The decision by the City Council of Ballarat to refuse a cashed-up developer permission to demolish the old school on the Ballarat Orphanage site is a victory for those former residents who fought a long and energy-sapping campaign against the odds.
These old institutions have long-since closed – thankfully. These places shaped the lives of so many Australians. For some they were the sites of brutality, sexual abuse and neglect. Many were forever separated from their families and even from their siblings. Some have never been able to reconnect. They had no love as children and struggle with their demons to this day.
For these and other reasons, many former residents – the survivors – feel a strong need to be able to show their children and their grandchildren the place where they grew up, even when the old place was a site of cruelty, humiliation and lovelessness.

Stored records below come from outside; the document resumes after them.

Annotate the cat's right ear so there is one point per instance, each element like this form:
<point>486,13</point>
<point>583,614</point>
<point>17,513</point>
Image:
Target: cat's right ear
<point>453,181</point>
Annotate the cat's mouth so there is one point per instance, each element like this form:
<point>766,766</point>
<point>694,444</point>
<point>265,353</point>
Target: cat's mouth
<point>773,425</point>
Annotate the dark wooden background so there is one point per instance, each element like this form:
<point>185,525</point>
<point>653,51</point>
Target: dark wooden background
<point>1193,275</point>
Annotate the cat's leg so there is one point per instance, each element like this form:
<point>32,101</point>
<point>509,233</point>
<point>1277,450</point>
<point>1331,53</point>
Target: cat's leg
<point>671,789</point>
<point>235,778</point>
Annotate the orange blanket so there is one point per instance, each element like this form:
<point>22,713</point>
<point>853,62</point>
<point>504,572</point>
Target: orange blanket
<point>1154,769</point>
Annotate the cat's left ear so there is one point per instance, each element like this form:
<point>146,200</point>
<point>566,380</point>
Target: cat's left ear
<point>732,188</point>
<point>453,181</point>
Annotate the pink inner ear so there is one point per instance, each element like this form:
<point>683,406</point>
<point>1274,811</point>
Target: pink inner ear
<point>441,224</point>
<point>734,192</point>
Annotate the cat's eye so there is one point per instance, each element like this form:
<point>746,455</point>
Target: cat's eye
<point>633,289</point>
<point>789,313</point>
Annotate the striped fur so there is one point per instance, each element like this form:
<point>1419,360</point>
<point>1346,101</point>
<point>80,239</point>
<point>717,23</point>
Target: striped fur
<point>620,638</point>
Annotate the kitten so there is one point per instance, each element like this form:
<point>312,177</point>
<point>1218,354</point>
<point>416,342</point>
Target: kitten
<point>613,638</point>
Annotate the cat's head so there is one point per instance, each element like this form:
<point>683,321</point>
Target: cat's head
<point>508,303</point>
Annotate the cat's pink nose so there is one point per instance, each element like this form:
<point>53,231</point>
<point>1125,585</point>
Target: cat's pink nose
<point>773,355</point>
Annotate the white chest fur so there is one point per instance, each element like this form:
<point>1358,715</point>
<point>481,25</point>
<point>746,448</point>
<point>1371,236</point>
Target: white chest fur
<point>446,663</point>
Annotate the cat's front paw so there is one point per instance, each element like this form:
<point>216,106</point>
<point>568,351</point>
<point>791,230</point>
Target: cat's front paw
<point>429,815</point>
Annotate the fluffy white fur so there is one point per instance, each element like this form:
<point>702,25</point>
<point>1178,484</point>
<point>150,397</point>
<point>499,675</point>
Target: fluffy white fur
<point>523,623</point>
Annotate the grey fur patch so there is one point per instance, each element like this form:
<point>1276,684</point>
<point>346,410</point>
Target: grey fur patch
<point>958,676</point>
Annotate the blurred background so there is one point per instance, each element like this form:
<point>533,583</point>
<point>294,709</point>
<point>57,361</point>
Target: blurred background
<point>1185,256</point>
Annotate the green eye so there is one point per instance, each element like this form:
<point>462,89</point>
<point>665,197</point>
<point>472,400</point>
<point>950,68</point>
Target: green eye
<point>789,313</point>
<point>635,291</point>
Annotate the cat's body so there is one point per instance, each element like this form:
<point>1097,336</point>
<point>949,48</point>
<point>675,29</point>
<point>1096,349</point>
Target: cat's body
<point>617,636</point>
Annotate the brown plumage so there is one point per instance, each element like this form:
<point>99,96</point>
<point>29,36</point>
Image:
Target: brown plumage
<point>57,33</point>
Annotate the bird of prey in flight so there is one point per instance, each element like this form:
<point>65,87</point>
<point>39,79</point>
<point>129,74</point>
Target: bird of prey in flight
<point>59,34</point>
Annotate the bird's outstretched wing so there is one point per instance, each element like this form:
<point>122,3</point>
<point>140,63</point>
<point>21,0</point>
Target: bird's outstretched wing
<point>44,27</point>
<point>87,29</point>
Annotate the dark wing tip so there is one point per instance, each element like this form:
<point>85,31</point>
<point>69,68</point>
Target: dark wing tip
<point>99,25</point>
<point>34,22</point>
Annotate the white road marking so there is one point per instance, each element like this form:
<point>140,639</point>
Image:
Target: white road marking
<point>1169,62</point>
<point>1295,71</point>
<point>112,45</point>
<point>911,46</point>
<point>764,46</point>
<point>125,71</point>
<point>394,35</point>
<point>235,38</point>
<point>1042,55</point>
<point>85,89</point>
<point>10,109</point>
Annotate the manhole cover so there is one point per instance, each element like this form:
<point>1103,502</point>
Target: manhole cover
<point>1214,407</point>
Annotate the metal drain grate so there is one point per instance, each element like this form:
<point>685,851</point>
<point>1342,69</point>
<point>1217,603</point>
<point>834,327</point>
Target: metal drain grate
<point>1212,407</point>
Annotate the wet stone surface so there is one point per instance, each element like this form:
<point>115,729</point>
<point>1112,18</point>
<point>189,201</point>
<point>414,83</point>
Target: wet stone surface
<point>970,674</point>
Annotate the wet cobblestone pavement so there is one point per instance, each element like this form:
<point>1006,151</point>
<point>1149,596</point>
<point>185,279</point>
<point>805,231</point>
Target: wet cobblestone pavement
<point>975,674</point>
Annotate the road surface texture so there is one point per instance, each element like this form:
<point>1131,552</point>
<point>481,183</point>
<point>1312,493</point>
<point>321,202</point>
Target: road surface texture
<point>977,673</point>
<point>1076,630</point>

Unfortunately, in too many cases the sites (almost all of them originally grants of crown land) have been sold off, rezoned and redeveloped commercially, enabling the big end of town to make a killing. That was the case with the old farm at the Ballarat Orphanage – and would have been the case with the remaining buildings had it not been for a determined group of survivors who plugged away for years to get the City of Ballarat to have an effective heritage overlay placed on the two remaining buildings from the 1920s and the weeping wall for the 1880s.
The struggle of these former residents against powerful proponents represents a wonderful case study of right over might. It demonstrates yet again that, against the odds, it is possible to marshall the right evidence and the best arguments and to galvanise community support for a just cause.